Op-Ed

Perspective: Can Artificial Intelligence Teach Us to Be Better Workers?

By Brent Orrell

Deseret News

July 27, 2023

So-called ‘soft skills’ are in short supply in the workforce and society at large. AI could help us get better

A few weeks ago, McKinsey & Company published updated estimates on when key anticipated characteristics of artificial intelligence might arrive — including things like creativity, logical reasoning, and social/emotional reasoning, sensing and output. McKinsey’s timeline for increased capacity across a range of such capabilities has moved sharply forward.

The reason for this seismic shift? Generative AI, the technology taking the world by storm in the form of chatbots like ChatGPT and Claude and image-generators like DALL-E.

McKinsey now estimates that AI will reach top-quartile human ability in creativity, natural language generation and understanding social and emotional reasoning and sensing an astonishing 20 to 25 years earlier than its previous estimates in 2017.

By the mid-2030s, McKinsey predicts, AI will likely be more proficient than three-quarters of the human workforce in these so-called “soft skills” and many others, including coordination with multiple agents, logical reasoning and problem solving, output articulation and presentation, generating novel patterns and categories, sensory perception, and social and emotional output.

So how might such developments affect actual jobs?

McKinsey says that AI natural language abilities are increasing the potential to automate decision-making, collaboration and the application of expertise in the workforce. In other words, AI is gearing up to transform (and, in some cases, fully automate) the jobs of knowledge workers, professionals and creatives — jobs and skills that previously looked out of AI’s reach for decades to come.

And, bear in mind, additional acceleration based on improved large language models, better hardware and other efficiency improvements may, and likely will, continue to pull these timeframes forward.

It’s important to remember, however, that just because jobs change doesn’t mean they go away. We have a labor shortage driven by economic growth, a higher ratio of retirees to active workers, and declining immigration. These longer-term trends suggest we will need technology, including AI, to increase the capacity of humans in the workforce. If so, our biggest problem in the future may not be too much automation, but too little.

Nevertheless, McKinsey’s estimates on social-emotional capacities is fodder for those already inclined to despair of the future. If machines beat us at reading, understanding and imitating these unique human characteristics, what’s left for us to do? Won’t this bring us one step closer to a world where unique human qualities are eclipsed by or confused with machine characteristics? However unlikely such outcomes are, there’s no sense in pretending they are impossible.

Still, it is equally possible that better machine social-emotional capacities are precisely what we need at this moment in human development.

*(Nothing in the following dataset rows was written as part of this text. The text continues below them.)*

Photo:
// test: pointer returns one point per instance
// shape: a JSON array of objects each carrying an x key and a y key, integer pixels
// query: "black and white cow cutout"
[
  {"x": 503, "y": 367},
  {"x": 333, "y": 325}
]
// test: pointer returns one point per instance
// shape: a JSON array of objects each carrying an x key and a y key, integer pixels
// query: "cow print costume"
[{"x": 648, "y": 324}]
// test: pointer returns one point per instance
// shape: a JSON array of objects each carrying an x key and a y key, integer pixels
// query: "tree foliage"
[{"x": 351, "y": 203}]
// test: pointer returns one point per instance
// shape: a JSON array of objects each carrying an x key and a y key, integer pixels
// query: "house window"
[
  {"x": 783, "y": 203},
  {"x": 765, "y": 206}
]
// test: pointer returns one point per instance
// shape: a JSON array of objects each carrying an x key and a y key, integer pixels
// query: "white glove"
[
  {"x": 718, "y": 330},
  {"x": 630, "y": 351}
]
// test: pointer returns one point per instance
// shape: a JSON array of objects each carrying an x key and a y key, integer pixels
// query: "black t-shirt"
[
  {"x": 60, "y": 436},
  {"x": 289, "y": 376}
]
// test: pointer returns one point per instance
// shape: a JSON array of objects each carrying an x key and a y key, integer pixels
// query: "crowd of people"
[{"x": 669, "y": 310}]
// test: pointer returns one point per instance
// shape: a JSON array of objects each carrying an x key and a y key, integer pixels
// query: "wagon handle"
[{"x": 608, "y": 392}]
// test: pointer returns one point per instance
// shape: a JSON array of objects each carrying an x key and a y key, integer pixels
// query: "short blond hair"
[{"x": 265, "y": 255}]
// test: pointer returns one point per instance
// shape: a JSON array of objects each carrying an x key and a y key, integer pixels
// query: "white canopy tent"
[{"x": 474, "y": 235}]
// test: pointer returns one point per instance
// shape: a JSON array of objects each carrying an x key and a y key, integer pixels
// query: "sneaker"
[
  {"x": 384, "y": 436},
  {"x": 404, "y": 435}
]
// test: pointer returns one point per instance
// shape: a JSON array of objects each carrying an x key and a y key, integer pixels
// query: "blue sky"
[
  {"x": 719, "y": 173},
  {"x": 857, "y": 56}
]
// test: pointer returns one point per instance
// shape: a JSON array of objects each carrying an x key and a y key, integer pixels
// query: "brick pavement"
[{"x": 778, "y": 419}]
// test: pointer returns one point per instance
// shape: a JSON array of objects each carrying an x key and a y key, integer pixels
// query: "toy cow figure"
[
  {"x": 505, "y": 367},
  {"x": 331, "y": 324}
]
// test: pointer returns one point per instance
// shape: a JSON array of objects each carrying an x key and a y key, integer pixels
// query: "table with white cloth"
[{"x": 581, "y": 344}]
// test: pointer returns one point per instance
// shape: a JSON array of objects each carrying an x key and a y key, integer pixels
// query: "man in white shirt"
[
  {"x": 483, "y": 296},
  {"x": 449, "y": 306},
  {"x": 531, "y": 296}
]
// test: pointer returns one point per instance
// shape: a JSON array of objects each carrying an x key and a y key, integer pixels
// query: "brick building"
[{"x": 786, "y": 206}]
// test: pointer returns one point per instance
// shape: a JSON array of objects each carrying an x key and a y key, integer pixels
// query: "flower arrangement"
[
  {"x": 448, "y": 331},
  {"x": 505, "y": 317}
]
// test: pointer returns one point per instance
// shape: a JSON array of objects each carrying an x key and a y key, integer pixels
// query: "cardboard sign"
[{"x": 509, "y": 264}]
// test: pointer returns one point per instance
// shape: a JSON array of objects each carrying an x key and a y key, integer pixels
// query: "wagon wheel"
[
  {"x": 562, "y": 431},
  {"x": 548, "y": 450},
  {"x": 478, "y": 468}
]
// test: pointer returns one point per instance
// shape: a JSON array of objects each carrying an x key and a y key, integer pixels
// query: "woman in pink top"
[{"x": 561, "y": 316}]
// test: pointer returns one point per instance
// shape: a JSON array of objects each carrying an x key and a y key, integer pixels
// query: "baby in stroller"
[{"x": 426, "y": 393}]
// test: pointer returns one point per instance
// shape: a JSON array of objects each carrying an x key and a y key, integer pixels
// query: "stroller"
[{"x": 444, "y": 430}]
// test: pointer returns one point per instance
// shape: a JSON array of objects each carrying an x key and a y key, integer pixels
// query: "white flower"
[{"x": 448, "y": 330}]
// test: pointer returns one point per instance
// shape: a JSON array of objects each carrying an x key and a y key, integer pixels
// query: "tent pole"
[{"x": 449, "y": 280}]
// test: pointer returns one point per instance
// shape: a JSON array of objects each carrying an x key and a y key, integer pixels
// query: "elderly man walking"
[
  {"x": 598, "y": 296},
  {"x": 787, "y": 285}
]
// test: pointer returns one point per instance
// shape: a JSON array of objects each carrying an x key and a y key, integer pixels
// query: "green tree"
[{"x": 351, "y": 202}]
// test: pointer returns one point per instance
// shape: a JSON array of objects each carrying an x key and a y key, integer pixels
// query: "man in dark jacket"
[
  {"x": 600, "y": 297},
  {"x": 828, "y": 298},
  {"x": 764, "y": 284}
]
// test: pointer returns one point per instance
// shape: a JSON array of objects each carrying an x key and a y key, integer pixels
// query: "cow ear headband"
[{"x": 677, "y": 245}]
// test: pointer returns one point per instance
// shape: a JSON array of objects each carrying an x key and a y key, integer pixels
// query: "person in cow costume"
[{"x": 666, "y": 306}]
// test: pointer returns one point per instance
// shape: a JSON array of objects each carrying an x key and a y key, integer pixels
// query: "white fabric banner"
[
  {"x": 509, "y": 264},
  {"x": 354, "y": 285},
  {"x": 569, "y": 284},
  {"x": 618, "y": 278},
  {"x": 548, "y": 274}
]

As I’ve written elsewhere, social-emotional or “soft skills,” are the biggest and most important deficit in the workforce, and, I would argue, in society at large. They both form our capacity to learn and are crucial to success and advancement on the job and in life more generally. Soft-skill shortages help feed social conflict and immiserate individuals, families and communities by reducing our capacity to live with and resolve conflict.

Rather than threatening our livelihoods, perhaps advances in AI social-emotional capacities are part of the solution to our soft-skills gap. A recent Stanford University study found use of chat technology dramatically raised job performance among lower-skilled customer service representatives, in large part by helping them better manage social interactions with frustrated callers. If we conceive of soft-skill deficits as a form of cognitive impairment or shortcomings, AI may turn out to be a kind of assistive technology that helps human beings who have difficulty “reading” and responding to other people.

There may be those who recoil from the idea that this technology might be used as a cognitive intervention. I’d invite them to think about how we use technology to help people with physical limitations. We wouldn’t deny a wheelchair to someone who can’t walk. Likewise, we shouldn’t deny a cognitively or emotionally impaired person an electronic coach that could help them live a better, fuller life.